Mich treibt das ganz schön um und ich frage mich auch manchmal: Wenn nicht jetzt, wann dann? Allerspätestens seit dem Missbrauchsskandal weiß ich: Diese Verbrechen müssen geahndet und verhindert werden – und die Kirche muss sich reformieren. Wer von Gottes Liebe redet, muss auch so handeln. Für beides ist die Kirche eigentlich da. In Brasilien zum Beispiel setzt sich die katholische Kirche vehement ein für die Rechte der Indigenen. Die sind durch Corona und die Politik dort massiv bedroht.  Oder für die Arbeiter in den Fleischfabriken hier bei uns macht sie sich seit Jahren stark.
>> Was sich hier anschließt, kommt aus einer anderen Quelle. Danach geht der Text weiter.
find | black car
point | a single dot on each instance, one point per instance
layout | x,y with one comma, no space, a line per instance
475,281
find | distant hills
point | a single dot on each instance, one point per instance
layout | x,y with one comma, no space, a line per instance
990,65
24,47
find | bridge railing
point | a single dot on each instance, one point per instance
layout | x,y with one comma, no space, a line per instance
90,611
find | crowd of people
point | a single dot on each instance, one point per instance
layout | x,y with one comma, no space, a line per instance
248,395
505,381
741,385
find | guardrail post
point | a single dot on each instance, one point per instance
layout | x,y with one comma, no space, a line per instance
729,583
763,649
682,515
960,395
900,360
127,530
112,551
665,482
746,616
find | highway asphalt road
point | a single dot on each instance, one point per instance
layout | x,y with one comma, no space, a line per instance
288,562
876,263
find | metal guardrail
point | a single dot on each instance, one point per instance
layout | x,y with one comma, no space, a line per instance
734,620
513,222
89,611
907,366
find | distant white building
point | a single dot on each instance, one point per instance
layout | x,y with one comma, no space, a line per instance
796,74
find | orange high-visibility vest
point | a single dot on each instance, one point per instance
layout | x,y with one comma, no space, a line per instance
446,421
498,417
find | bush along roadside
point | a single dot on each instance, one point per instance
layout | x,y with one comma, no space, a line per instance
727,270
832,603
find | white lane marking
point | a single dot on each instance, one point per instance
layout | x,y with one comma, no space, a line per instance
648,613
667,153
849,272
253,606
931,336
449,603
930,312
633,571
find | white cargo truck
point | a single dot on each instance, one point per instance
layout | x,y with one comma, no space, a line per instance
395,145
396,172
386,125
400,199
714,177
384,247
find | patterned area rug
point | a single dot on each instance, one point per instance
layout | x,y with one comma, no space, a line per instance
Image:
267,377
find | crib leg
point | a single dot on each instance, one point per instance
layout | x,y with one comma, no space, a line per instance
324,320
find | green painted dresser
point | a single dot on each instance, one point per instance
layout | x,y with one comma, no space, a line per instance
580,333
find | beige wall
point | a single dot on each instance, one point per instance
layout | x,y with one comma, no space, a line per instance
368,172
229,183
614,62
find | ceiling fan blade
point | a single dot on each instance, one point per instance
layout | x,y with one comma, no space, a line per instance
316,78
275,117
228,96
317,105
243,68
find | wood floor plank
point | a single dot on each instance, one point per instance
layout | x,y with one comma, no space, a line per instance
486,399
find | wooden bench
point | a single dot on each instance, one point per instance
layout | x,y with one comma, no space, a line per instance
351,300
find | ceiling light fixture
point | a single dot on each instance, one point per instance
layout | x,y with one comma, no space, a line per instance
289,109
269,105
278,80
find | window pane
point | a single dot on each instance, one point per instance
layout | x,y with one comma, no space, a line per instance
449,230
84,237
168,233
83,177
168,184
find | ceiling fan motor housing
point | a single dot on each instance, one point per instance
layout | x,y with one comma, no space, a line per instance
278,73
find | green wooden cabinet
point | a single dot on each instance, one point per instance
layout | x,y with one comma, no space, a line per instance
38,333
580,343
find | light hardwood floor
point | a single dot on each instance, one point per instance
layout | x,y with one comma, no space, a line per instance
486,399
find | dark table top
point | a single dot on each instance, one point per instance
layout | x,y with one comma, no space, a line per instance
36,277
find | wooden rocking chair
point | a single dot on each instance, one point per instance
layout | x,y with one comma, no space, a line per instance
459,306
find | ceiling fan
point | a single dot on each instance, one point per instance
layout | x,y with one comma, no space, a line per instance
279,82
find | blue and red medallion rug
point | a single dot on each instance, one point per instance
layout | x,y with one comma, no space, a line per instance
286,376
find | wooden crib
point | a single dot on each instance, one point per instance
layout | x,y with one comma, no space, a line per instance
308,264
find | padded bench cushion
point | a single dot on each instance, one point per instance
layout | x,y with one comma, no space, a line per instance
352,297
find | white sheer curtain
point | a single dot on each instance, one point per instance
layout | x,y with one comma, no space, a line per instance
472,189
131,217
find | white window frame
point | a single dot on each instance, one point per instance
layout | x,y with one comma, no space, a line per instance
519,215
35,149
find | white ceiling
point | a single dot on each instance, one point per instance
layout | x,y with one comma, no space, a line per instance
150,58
Spätestens jetzt muss die katholische Kirche endlich auch ernstmachen mit Menschenrechten und Reformen in ihren eigenen Reihen, etwa beim sogenannten Synodalen Weg oder dem Projekt gegen Missbrauch hier im Bistum Limburg.

Die Täter und Vertuscher des Missbrauchs müssen ihre Verbrechen vollständig bekennen und sühnen. Männer und Frauen müssen in der Kirche die gleiche Würde und die gleichen Rechte haben und die Sexualmoral muss menschenwürdig sein.  

Dann kommen Menschen wie Christian zwar nicht unbedingt in die Kirche zurück.

Aber sie sehen eine Kirche, die mehr tut, wofür sie da ist:  

Gottes Liebe in dieser Welt zu verbreiten.